Spoiler: Diese beiden heiraten am Ende (aber das wissen wir schon in Minute 1) |
Ich habe kleine Kinder. Die lernen gerade, Witze zu erzählen. Witze sind oft in Dreieretappen aufgebaut, mit der Pointe am Schluss. Wenn kleine Kinder diese Witze erzählen, weiß man oft schon am Anfang, wie die Pointe aussehen wird. Aber weil wir unsere Kinder nicht vor den Kopf stoßen wollen, hören wir den Witz höflich bis zum Schluss an und lächeln dann (leicht gequält).
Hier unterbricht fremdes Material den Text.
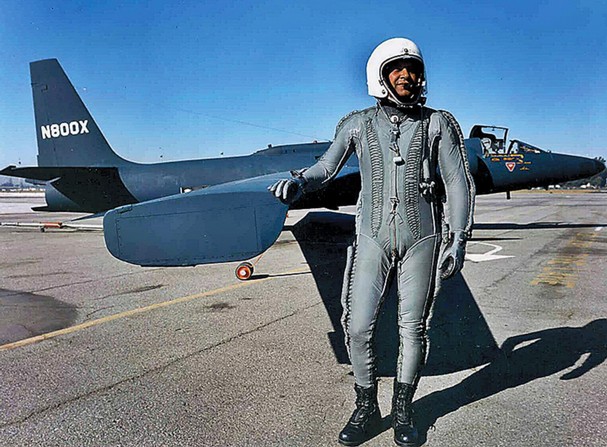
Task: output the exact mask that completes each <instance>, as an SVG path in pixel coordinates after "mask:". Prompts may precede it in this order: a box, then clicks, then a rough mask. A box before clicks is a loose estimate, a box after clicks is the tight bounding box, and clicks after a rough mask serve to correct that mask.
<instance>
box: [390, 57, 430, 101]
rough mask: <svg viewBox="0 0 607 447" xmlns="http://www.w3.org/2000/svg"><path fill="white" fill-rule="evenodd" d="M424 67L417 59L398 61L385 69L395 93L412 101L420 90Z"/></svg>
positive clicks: (394, 61)
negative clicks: (416, 59)
mask: <svg viewBox="0 0 607 447" xmlns="http://www.w3.org/2000/svg"><path fill="white" fill-rule="evenodd" d="M422 70H423V68H422V65H421V64H420V63H419V61H417V60H415V59H397V60H395V61H392V62H390V63H389V64H388V65H386V67H385V68H384V73H386V74H387V77H388V82H390V85H391V86H392V89H393V90H394V92H395V93H396V94H397V95H398V96H399V97H400V98H403V99H405V100H407V99H411V98H412V97H413V95H415V94H416V93H417V90H418V89H419V85H418V81H419V80H420V78H421V76H422Z"/></svg>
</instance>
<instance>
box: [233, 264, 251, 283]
mask: <svg viewBox="0 0 607 447" xmlns="http://www.w3.org/2000/svg"><path fill="white" fill-rule="evenodd" d="M253 270H254V268H253V264H251V263H250V262H242V263H240V264H238V267H236V278H238V279H240V280H241V281H246V280H247V279H249V278H250V277H251V275H253Z"/></svg>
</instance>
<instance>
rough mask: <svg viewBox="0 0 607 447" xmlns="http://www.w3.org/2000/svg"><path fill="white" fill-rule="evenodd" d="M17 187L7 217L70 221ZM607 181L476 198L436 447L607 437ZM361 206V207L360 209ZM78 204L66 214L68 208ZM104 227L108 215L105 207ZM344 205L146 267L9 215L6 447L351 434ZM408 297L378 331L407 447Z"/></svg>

Hitchcocks siebter Film, The Farmer's Wife (dt.: Die Frau des Farmers) ist so ein schlecht erzählter Episodenwitz. Wir wissen gleich zu Beginn, wie die Pointe aussehen wird und schauen dann, halb gequält, halb gelangweilt, dem Unvermeidlichen zu. Am Ende wird bestätigt, was wir schon zu Beginn wussten und wir gehen keinen Deut klüger aus diesem Film raus. "Alles liegt also offen zutage, die Absichten, die Begierden, der Abschau, die Gefühle," wie Michael Althen schreibt (242).
Man muss The Farmer's Wife als Beleg dafür werten, dass der junge Hitchcock seine Filmsprache noch nicht gefunden hat. Denn es war ja gerade der reife Hitchcock, der darauf bestand, seinem Publikum nie zwei Mal dasselbe bieten zu wollen (der sogar dem Kierkegaard'schen Thema der Wiederholung-mit-Differenz einen eigenen Film gewidmet hat, Vertigo). So bleibt dieser Film ein schlecht erzählter Witz (bleiben wir fair und gestehen dem Film zu: Komödie ist ohne Dialoge fraglos schwerer als das Tragische, Melodramatische oder Spannungsgeladene).
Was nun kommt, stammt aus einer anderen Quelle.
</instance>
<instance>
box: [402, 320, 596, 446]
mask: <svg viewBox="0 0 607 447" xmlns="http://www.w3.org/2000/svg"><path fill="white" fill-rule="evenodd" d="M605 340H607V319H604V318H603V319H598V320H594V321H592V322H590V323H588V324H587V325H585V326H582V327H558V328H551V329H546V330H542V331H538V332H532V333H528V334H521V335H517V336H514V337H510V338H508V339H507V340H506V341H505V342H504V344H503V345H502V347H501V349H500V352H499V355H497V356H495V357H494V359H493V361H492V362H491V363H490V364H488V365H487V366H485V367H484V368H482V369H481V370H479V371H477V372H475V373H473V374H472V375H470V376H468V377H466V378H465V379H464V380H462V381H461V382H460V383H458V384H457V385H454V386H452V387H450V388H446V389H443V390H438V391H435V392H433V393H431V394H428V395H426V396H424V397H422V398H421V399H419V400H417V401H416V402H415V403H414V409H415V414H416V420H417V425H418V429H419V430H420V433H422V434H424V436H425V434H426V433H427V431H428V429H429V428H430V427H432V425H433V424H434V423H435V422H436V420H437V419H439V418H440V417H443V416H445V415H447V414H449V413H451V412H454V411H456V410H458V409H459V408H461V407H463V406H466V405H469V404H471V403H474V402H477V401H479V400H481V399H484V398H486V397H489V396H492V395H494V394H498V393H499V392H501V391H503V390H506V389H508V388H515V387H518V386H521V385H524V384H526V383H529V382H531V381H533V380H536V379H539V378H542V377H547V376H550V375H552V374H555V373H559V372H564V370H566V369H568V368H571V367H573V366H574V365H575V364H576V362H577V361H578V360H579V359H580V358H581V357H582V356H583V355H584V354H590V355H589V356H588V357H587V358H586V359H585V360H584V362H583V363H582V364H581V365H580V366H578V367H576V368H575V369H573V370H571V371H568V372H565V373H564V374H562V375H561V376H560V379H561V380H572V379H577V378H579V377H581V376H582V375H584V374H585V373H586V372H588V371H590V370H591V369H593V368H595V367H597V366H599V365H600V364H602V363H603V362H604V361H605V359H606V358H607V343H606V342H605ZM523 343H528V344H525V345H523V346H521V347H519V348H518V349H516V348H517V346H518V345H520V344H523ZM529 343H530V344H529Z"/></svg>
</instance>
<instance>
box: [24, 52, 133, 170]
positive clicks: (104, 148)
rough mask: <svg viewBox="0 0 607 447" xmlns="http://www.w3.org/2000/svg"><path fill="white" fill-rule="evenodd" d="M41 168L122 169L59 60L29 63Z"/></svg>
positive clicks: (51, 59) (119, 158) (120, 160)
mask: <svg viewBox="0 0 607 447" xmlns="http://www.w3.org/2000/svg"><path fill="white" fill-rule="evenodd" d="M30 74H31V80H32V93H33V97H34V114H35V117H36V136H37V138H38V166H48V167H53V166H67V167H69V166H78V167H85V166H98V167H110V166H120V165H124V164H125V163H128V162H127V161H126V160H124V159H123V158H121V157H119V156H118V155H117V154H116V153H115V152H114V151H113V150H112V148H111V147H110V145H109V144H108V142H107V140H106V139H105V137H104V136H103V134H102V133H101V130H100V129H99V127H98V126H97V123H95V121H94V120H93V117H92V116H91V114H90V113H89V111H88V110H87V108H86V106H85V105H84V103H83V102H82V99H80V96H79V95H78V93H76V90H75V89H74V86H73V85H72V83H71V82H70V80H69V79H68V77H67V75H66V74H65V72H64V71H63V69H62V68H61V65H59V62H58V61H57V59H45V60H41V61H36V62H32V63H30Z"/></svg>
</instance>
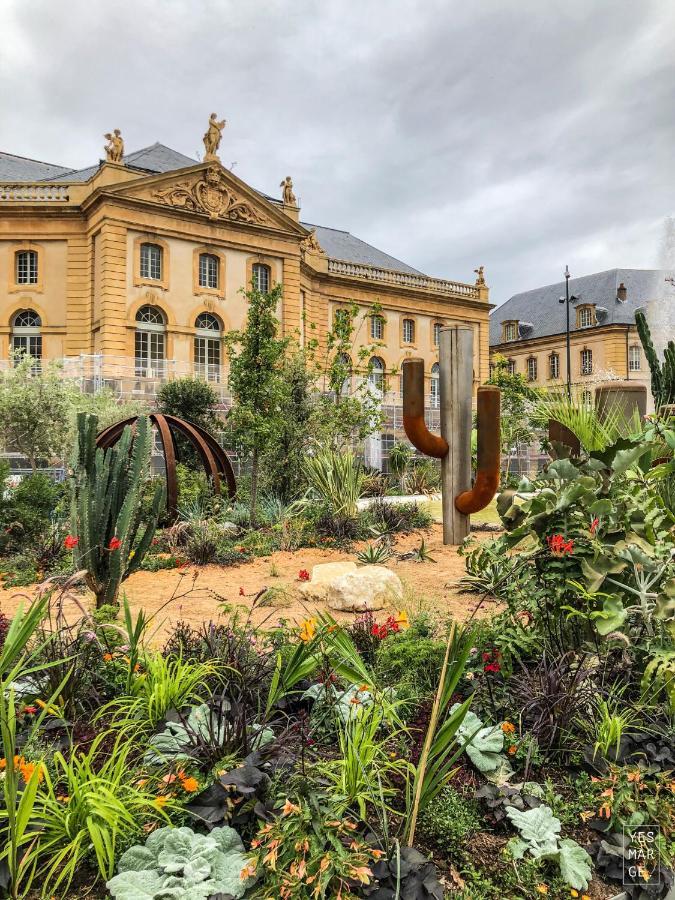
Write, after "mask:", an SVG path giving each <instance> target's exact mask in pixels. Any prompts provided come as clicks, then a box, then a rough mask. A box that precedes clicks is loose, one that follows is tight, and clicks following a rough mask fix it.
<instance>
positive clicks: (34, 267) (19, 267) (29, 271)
mask: <svg viewBox="0 0 675 900" xmlns="http://www.w3.org/2000/svg"><path fill="white" fill-rule="evenodd" d="M14 259H15V266H16V284H37V283H38V270H37V251H36V250H19V251H18V252H17V253H16V254H15V255H14Z"/></svg>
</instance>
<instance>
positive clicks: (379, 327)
mask: <svg viewBox="0 0 675 900" xmlns="http://www.w3.org/2000/svg"><path fill="white" fill-rule="evenodd" d="M370 337H371V340H373V341H381V340H382V338H383V337H384V319H383V318H382V316H371V317H370Z"/></svg>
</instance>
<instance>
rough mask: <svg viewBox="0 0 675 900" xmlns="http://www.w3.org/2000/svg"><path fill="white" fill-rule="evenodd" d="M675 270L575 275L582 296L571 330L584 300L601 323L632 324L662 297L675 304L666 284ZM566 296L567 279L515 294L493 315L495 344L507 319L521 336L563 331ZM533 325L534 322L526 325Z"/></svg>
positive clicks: (570, 280)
Auf jeden Fall teile ich die Ansicht von Kritiker Maurice Yacowar nicht, der Farmer's Wife als "Hitchcock’s most underrated work" bezeichnete (47) oder von Kirk Bond, der 1966 den Film unerklärlicherweise als Hitchs "most brilliant achievement" bewertet (Bond 32-33). Hier scheint das nachvollziehbare Verlangen des Kritikers, ein Meisterwerk zu entdecken, innovative Diskursarchäologie zu betreiben, das Urteil getrübt zu haben.
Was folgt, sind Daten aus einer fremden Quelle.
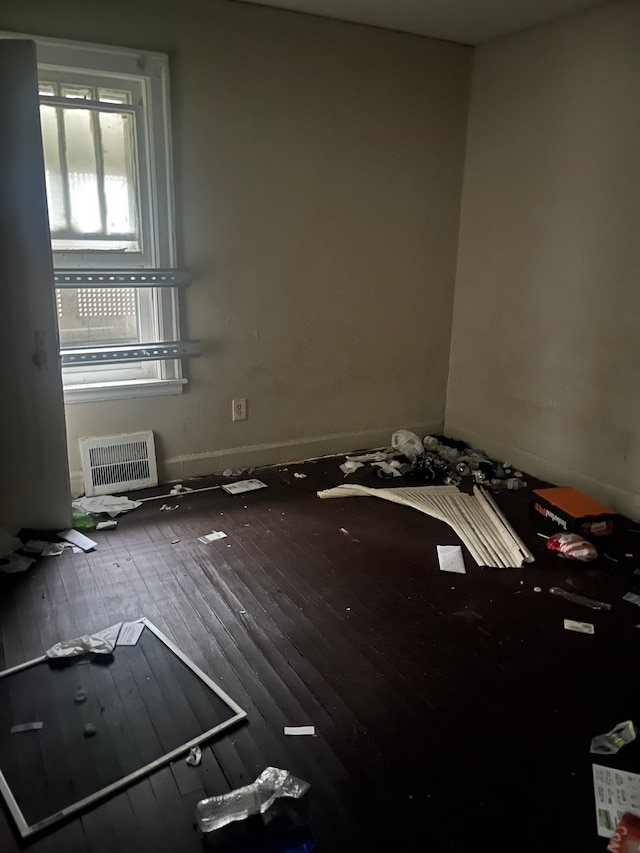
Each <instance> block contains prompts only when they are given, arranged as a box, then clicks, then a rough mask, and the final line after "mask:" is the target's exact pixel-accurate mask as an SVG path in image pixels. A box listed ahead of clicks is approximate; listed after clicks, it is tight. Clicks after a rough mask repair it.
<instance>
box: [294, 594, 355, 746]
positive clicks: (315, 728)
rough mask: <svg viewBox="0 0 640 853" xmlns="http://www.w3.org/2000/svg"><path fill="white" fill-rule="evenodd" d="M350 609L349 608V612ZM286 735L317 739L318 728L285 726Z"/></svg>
mask: <svg viewBox="0 0 640 853" xmlns="http://www.w3.org/2000/svg"><path fill="white" fill-rule="evenodd" d="M348 609H349V608H347V610H348ZM284 733H285V734H286V735H294V736H300V735H310V736H312V737H315V735H316V727H315V726H285V727H284Z"/></svg>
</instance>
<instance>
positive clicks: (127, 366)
mask: <svg viewBox="0 0 640 853" xmlns="http://www.w3.org/2000/svg"><path fill="white" fill-rule="evenodd" d="M5 35H6V36H7V37H8V36H9V34H5ZM11 37H14V38H15V36H11ZM33 40H34V41H35V42H36V45H37V55H38V79H39V99H40V118H41V126H42V143H43V152H44V160H45V177H46V189H47V201H48V207H49V224H50V229H51V247H52V251H53V258H54V269H55V271H56V273H57V276H56V279H57V281H56V283H57V286H58V289H57V292H56V304H57V313H58V326H59V332H60V345H61V348H62V353H63V380H64V386H65V398H66V399H67V401H68V402H75V401H79V400H86V399H106V398H108V397H110V396H134V395H135V396H139V395H140V394H144V393H154V394H155V393H179V392H180V390H181V387H182V383H183V382H184V380H183V379H182V378H181V377H182V374H181V362H180V360H179V359H178V358H169V357H167V355H166V354H165V356H164V358H163V359H161V360H152V359H151V357H150V351H144V350H142V349H138V350H137V351H136V352H133V347H135V346H136V345H138V344H152V343H156V342H174V341H179V339H180V334H179V322H178V291H177V288H176V287H175V286H172V285H171V282H169V284H168V285H167V282H166V281H165V280H164V278H163V277H162V276H155V277H152V276H140V275H136V274H135V273H136V271H139V272H140V273H142V272H143V271H144V270H149V271H151V270H154V271H167V270H172V269H173V268H174V267H175V237H174V228H173V193H172V172H171V156H170V155H171V146H170V133H169V128H170V123H169V98H168V59H167V57H166V56H164V55H162V54H156V53H146V52H139V51H133V50H126V49H118V48H109V47H101V46H96V45H86V44H79V43H71V42H61V41H57V40H53V39H51V40H50V39H39V38H34V39H33ZM76 271H77V273H78V277H77V278H79V279H80V283H81V284H83V285H85V286H75V287H74V286H73V284H74V276H73V275H67V273H70V272H76ZM110 271H113V273H114V275H113V276H109V275H108V273H109V272H110ZM92 272H95V273H96V275H95V276H90V275H89V274H90V273H92ZM124 272H126V273H127V274H128V275H126V276H125V275H123V273H124ZM98 273H101V275H98ZM165 278H166V277H165ZM161 279H162V280H163V283H164V284H165V285H167V286H149V282H150V281H157V282H160V281H161ZM98 280H99V281H100V282H101V286H95V284H96V282H98ZM105 281H106V282H107V284H109V283H111V282H112V283H113V286H104V283H105ZM127 345H130V347H131V350H127V359H126V360H125V359H124V357H123V356H122V357H121V353H120V352H118V353H116V355H115V356H114V348H115V347H120V348H122V349H123V350H124V349H126V346H127ZM174 352H175V351H174ZM87 353H90V354H89V355H87ZM136 353H137V354H138V355H140V354H141V353H143V356H141V357H140V359H139V360H136V358H135V355H136ZM172 354H173V353H172ZM181 354H182V353H181ZM185 354H190V353H185ZM194 354H195V353H194ZM70 355H71V356H73V357H72V358H71V357H70ZM118 358H119V359H120V360H119V361H114V359H118ZM69 361H73V362H74V364H73V365H72V366H69V365H68V364H67V362H69ZM100 362H102V363H100Z"/></svg>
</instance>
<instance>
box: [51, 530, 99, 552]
mask: <svg viewBox="0 0 640 853" xmlns="http://www.w3.org/2000/svg"><path fill="white" fill-rule="evenodd" d="M58 536H59V537H60V538H61V539H64V540H65V542H71V544H72V545H75V546H76V548H80V550H81V551H93V549H94V548H97V546H98V543H97V542H94V541H93V539H89V537H88V536H85V535H84V533H80V531H79V530H72V529H69V530H60V531H59V532H58Z"/></svg>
Farmer's Wife hat ein paar originelle visuelle Einfälle, eine paar Dialoge, die in den 1920ern sicherlich gewagter wirkten als sie es heute tun sowie ein gutes Ensemble. Aber gelacht habe ich dennoch kein einziges Mal, gegähnt vielleicht schon... aber ich möchte nicht nur meinen Kindern gegenüber höflich sein, Sir Alfred hat denselben Respekt verdient. Schauen wir uns diesen filmgewordenen Kalauer also an.
Inhaltsangabe von Hitchcocks Farmer's Wife (1928)
Der verwitwete Farmer Sweetland (Jameson Thomas) sucht eine neue Frau und hält erfolglos um die Hand aller Frauen an, die bei drei nicht auf den Bäumen sind, bis er zum Schluss, von deren Zurückweisungen enttäuscht, feststellt, dass sein hilfsbereites Dienstmädchen Minta (Lillian Hall-Davis) in Wahrheit seine wahre Liebe ist. Ende.
Das war der Plot in einem Satz. Der Rest wird gefüllt mit Nebenhandlung bzw. den Capricen der schrulligen Nebencharaktere, wie etwa Sweetlands Faktotum Churdles Ash (Gordon Harker), der gerne Bier trinkt und sich beim Servieren die Hosen halten muss, damit diese nicht rutschen. Und dann eben von den vier (nicht drei) Frauen, die Sweetland der Reihe nach zu freien gedenkt: "die dralle Amazone Louisa Windeatt [...], das dürre, schreckhafte Klappergestell Thirza Tapper [...], die überkandidelte Mary Hearn [...], die mit allen Wassern gewaschene Mercy Bassett" (Althen 243-244).
Chaplineske Clownereien von diesem Nebencharakter sollen den Film auflockern |
Wenn er am Ende Mintas Namen auf die Liste der Frauen schreibt, die er zu freien gedenkt (und deren Namen allesamt bereits durchgestrichen sind), fragt sie ihn, ob er es ernst meine, schließlich käme sein Antrag nun doch recht unerwartet. Darauf antwortet Sweetland: "The Lord works the same as lightning" (1:25:51). Man wünschte, dass auch der Film so schnell vorbei sei wie ein Blitz am Himmel. Dass der Film zu lang ist, sehen viele Zuschauer*innen so (siehe z.B. die Meinungen in der Podcast-Folge von Presenting Hitchcock).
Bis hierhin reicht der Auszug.